Cataracts & Cataract Surgery
The sun has not yet risen and birds are still sleeping. You’re comfortable in your bed when suddenly your alarm screeches, jolting you out of a peaceful slumber! You open your eyes but your vision is blurry or obscure. You rub your eyes and blink a few times and your sight is back to normal. This is a scenario many of us are familiar with. As we age, similar sensations—blurry vision, sensitivity to light, “seeing double,” may become more frequent. One possible cause is a cataract.

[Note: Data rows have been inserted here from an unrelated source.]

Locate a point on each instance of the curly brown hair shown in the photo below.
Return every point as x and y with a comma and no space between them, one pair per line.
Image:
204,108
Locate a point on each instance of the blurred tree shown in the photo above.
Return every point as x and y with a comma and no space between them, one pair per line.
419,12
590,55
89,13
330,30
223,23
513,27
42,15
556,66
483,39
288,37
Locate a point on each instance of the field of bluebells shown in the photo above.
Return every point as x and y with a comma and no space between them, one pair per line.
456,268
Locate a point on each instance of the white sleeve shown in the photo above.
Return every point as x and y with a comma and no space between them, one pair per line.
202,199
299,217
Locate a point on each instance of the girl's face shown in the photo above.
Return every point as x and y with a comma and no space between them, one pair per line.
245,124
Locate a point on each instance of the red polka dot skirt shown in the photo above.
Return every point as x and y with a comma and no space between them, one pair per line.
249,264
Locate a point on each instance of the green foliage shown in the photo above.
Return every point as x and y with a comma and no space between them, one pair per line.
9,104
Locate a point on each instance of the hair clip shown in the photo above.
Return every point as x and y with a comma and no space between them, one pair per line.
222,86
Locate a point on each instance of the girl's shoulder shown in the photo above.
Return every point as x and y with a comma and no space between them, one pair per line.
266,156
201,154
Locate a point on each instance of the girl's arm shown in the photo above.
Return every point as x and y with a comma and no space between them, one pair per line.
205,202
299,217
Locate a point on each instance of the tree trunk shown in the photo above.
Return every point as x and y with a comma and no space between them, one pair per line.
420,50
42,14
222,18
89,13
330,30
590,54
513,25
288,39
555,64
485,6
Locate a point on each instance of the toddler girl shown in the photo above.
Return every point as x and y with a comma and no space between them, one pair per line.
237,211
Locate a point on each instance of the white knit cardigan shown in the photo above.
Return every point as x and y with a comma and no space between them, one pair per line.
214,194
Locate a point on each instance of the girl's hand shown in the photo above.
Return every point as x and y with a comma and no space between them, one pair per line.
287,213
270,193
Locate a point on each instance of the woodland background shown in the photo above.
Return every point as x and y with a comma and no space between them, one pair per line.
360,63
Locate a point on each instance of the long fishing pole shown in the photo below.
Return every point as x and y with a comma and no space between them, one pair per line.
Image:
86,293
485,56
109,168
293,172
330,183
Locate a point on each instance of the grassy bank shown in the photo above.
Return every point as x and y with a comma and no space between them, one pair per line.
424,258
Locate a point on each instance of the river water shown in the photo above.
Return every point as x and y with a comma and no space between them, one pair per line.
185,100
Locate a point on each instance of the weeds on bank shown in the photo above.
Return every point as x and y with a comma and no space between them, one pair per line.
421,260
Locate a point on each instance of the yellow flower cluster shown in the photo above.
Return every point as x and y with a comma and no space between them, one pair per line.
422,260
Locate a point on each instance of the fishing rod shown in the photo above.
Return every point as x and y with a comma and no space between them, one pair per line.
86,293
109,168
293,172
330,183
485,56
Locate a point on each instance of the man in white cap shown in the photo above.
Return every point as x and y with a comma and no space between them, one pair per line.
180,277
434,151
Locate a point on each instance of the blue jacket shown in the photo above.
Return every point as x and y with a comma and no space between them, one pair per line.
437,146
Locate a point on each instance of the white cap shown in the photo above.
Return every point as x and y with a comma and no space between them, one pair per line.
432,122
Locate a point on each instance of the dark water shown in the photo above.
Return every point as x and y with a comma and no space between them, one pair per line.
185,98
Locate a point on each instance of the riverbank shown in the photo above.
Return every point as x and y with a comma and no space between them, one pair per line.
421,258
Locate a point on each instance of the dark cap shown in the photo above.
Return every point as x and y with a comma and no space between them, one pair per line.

Inside each of our eyes is a natural lens which bends light rays, helping us to see. Under normal circumstances this lens is clear. Individuals with cataracts have a cloudy lens which causes images to appear blurry, as though you are viewing them through a dirty window. Cataracts are commonly associated with aging. Around age 40, proteins in the eye begin to naturally break down. Over time this causes the lens to become cloudy.
Other causes of cataracts include diabetes, eye injury and prolonged exposure to sunlight without the use of protective eyeglasses. Non-age-related cataracts may develop more rapidly. Individuals may be able to slow the development of cataracts by wearing sunglasses or eyeglasses with a protective anti-UV coating.
Cataracts can only be removed with surgery. Surgery may be recommended if cataracts are prohibiting you from doing everyday tasks. For less severe cases, your doctor may suggest updating your eyeglass prescription to help you see more clearly.
Cataract surgery is an outpatient procedure. Your natural, cloudy lens is replaced with a clear artificial lens called an “intraocular lens” or IOL. Your doctor will prescribe medicated eye drops to use in the days leading up to the procedure so as to prevent swelling and infection after surgery. On the day of the procedure you might be given medicine to help you relax. You will be awake for the procedure, but will not be able to clearly see what the surgeon is doing. Your eyes will be numbed with eye drops and tiny incisions will be made in the cornea (or outer layer of the eye). These incisions allow the surgeon to remove the cloudy lens and replace it with the IOL. A shield will then be placed over your eyes to protect them while you heal. Patients are typically held for 15 to 30 minutes after surgery for recovery, then are sent home.
Your doctor will explain the limitations and expectations for the days and weeks following surgery. During this time you will be instructed to use prescribed eye drops. You should refrain from bending forward or exerting force and you should not rub or press on your eyes. You may be asked to wear eyeglasses or a shield to help protect your eyes. Your doctor will explain to you when you may resume exercising, driving or engaging in other activities.
It is important to remember that cataract surgery does not restore vision which has been lost as a result of other conditions such as macular degeneration or glaucoma. Risks of cataract surgery include eye infection, swelling, bleeding, detached retina, vision loss and pain. Your doctor will explain all of the risks and benefits of cataract surgery.
If you believe you may have cataracts or if you have other concerns about your vision, schedule an appointment with your ophthalmologist today. Routine eye exams are a critical step in preserving your eye health.